WHEN war weary troops arrived home in Skipton at Christmas time 1915, desperate for a pint in the pub, they found they had jumped from one conflict into another.

The weapons being deployed at home weren't the shells and bombs of the Western Front in France, but the ammunition was explosive enough.

They were met by a barrage of words calling on them to defend their liberty in a cause equal to that for which they had been battling in Europe - or so it was argued. Tommy was being encouraged to rise up and fight a new class war - over the sale of booze.

Townsfolk were fired up over the new licensing laws brought in to keep the manpower of the country sober in the face of the Germans.

The front page of the December 3 edition of the Craven Herald was splashed with a huge advertisement from the Skipton and District Licensed Victuallers' Association headlined: "Appealing to the men of Craven" - women weren't in the equation - and with a sub-heading: "Licensing restrictions and the Liberty of the subject." In a nutshell, they were urging men to oppose the draconian new restrictions on when pubs could sell beer, wines and spirits.

Publicans and wine merchants declared that if free citizens valued their rights, it was high time to protest against the iniquitous restrictions with one voice. "It is no use fighting for liberty with one hand and giving it away with the other," they pronounced.

Before 1914, landlords, who were licensed to sell alcohol, could more or less serve alcohol when they wished. But come the war, the Government, through the Defence of the Realm Act, introduced a series of restrictions.

Broadly they allowed drinking only between noon and 2.30pm and from 6.30pm to 8.30pm. The "supper time" restriction was even more drastic in that customers could only buy wine and beer - spirits were banned.

Publicans in 1915 were frothing at the gills particularly because of the unfairness they saw existing between the common man and those toffs in parliament.

MPs refused to follow the example set by King George by abstaining from booze "for the duration of the war" and they scoffed at the attempt to introduce the same restrictions which applied in the wider London area to the bar of the House of Commons. MPs went on supping to their hearts' content whenever they fancied.

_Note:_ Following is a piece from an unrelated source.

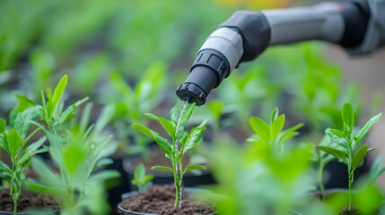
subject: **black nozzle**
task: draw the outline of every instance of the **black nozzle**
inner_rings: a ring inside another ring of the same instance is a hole
[[[197,106],[205,104],[206,98],[230,73],[230,64],[216,50],[201,50],[191,66],[186,82],[177,89],[177,96]]]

Landlords, who branded MPs "killjoys", lashed out claiming that it revealed a "deliberate blow" by one class against another under the cloak of the war. If MPs could be exempt so therefore should the agricultural workers of Craven!

They declared in defence of their argument: "Some of the villages are ten miles from a railway station and 20 miles from a market town. The farmers arrive at the market at 7am or 8am, half frozen and more often than not, wet through; and although the hostelries are only too ready to supply soup and oxo and coffee to a man who is used to a stimulant, these are no use and the inconvenience caused to the businessmen who come to supply the farming community with cattle and cake must be seen to be believed."

The pub was a necessity in the life of the British citizen a place of cheer and hospitality where one could retire and forget one's troubles over a friendly glass of liquor going home "no sense the worse, but more probably a much better man, able to take up business again with renewed vim."

The new measures should be "strangled at birth", said opponents, because it encouraged people to take booze home and consume it at even greater quantity and for it to come within the reach of children. They were the thin end of the wedge because they could set a precedent for new laws "forbidding travel, except on business, buy furs for our wives or spend money in any other way without the permission of the government.

"The word 'verboten' (forbidden) may become as prevalent here as in Germany itself and our hardly-gained liberties go into the melting pot. Surely the time has not yet come when the Britisher may not spend his own surplus money in his own way!

"Moderate men of Britain, it is high time, if you value your rights as free citizens, to protect against these iniquitous restrictions with one voice. It is no use fighting for liberty with one hand and giving it away with the other."

Needless to say, none of this passionate opposition made a jot of difference to the Prime Minister Mr Lloyd George - a supporter of the temperance movement - and his cronies in Westminster. The restrictions were introduced in 1918 and broadly remained set in stone for another 90 years until November 2005 when limits were eventually scrapped.